Il Ccpm (Centro di Cardiochirurgia Pediatrica del Mediterraneo) potrebbe essere inserito questa volta nella nuova rete ospedaliera, per incardinare la presenza del centro gestito dal Bambino Gesù di Roma nelle dinamiche dell’offerta sanitaria isolana.
La convenzione ad ora in proroga, tra la Regione Siciliana ed il Bambino Gesù di Roma, che gestisce il Ccpm Taormina, scadrà il 31 luglio e i tempi sono ormai stretti. Da qui l’esigenza di una soluzione ponte, con una ulteriore proroga all’orizzonte, in attesa di risolvere in via definitiva la problematica.

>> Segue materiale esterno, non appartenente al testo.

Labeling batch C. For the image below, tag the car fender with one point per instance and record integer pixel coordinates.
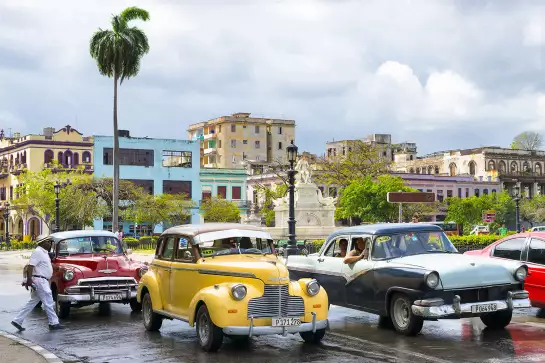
(149, 281)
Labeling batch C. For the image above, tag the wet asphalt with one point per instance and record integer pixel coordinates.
(117, 335)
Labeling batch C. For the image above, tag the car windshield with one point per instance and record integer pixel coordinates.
(412, 243)
(236, 246)
(88, 244)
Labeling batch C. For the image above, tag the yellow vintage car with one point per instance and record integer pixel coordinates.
(226, 280)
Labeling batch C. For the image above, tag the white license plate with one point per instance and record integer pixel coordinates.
(286, 321)
(110, 297)
(484, 308)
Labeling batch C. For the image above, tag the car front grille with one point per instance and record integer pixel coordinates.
(276, 302)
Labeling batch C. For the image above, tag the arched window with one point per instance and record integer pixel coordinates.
(472, 168)
(491, 165)
(48, 156)
(452, 169)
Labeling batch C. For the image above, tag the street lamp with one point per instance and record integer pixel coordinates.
(516, 198)
(292, 243)
(58, 187)
(6, 219)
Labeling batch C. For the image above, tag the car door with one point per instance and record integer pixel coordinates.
(328, 270)
(359, 279)
(184, 280)
(535, 282)
(163, 263)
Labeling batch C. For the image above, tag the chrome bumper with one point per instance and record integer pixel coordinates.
(436, 308)
(127, 295)
(275, 330)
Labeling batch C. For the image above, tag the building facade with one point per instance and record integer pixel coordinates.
(158, 165)
(229, 141)
(62, 149)
(228, 184)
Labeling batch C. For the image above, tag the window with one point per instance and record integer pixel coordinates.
(168, 248)
(178, 159)
(536, 252)
(137, 157)
(510, 249)
(236, 193)
(177, 187)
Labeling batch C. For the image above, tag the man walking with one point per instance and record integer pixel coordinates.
(39, 271)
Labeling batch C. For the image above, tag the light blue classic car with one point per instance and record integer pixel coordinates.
(408, 273)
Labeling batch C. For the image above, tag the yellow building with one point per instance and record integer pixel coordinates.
(67, 147)
(230, 141)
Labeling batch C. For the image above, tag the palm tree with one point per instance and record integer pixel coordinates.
(118, 52)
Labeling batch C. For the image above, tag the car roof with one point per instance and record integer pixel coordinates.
(387, 228)
(59, 236)
(192, 230)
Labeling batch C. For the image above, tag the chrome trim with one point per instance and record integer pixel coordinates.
(275, 330)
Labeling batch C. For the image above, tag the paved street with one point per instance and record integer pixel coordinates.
(119, 336)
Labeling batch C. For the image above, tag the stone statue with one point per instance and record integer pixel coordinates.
(304, 171)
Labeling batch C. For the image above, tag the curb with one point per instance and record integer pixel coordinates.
(47, 355)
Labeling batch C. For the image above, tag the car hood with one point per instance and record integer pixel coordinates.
(463, 271)
(266, 268)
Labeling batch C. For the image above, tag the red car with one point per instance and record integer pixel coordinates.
(92, 267)
(528, 248)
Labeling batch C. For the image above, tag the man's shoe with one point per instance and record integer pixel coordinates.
(56, 327)
(18, 326)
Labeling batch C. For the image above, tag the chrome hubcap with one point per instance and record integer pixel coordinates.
(401, 313)
(204, 329)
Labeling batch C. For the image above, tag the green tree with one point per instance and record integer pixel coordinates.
(118, 53)
(220, 210)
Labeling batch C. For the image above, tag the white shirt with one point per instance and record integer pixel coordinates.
(41, 262)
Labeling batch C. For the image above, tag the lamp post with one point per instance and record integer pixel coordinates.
(292, 243)
(6, 219)
(58, 187)
(516, 198)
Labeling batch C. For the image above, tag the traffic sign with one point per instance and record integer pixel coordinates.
(410, 197)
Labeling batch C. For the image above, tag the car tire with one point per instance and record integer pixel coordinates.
(403, 319)
(135, 305)
(209, 335)
(152, 320)
(314, 338)
(497, 320)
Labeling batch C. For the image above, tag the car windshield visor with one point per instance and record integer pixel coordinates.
(411, 243)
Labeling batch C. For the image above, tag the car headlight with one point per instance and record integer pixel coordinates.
(521, 273)
(432, 280)
(313, 287)
(68, 275)
(238, 292)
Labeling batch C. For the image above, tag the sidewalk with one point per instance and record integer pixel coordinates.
(17, 350)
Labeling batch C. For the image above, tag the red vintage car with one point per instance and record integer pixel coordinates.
(528, 248)
(92, 267)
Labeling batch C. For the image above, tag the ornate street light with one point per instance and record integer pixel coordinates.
(6, 219)
(516, 197)
(292, 157)
(58, 187)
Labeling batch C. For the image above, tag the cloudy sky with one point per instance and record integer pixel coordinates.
(444, 74)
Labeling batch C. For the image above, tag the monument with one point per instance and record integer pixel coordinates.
(314, 214)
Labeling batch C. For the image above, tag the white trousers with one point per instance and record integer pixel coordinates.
(43, 294)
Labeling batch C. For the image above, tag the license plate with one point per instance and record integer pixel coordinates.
(110, 297)
(286, 321)
(484, 308)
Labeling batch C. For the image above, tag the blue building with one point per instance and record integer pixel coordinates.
(158, 165)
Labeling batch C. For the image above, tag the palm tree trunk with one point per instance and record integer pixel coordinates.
(115, 199)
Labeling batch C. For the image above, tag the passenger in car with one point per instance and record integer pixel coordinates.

Nella bozza del piano da rimodulare sono previsti 12 posti letto all’Arnas Civico di Palermo mentre al momento sono 8 quelli per Taormina. La Commissione Sanità dell’Ars si soffermerà sulla vicenda mercoledì prossimo.
Nell’occasione interverranno in audizione sulla vicenda l’assessore regionale alla Salute, Daniela Faraoni; Salvatore Iacolino, dirigente generale del dipartimento regionale della pianificazione strategica; Giuseppe Cuccì, direttore generale dell’Asp di Messina; Tiziano Onesti, presidente dell’ospedale pediatrico Bambino Gesù di Roma; Sasha Agati, primario del Ccom Taormina, Paolo Guccione, responsabile della Cardiologia Pediatrica di Taormina; Enrico Iannace, responsabile Cardio-Anestesia Pediatrica di Taormina; Mariarosaria Cianciolo, in rappresentanza del comitato genitori dei bambini in cura al Ccpm Taormina.
Nel frattempo, dopo 24 giorni trascorsi davanti all’ospedale in tenda, le famiglie hanno sospeso il presidio, in attesa di sviluppi definitivi. “Sospendiamo ma non molliamo”, ha comunque aggiunto e precisato il comitato genitori.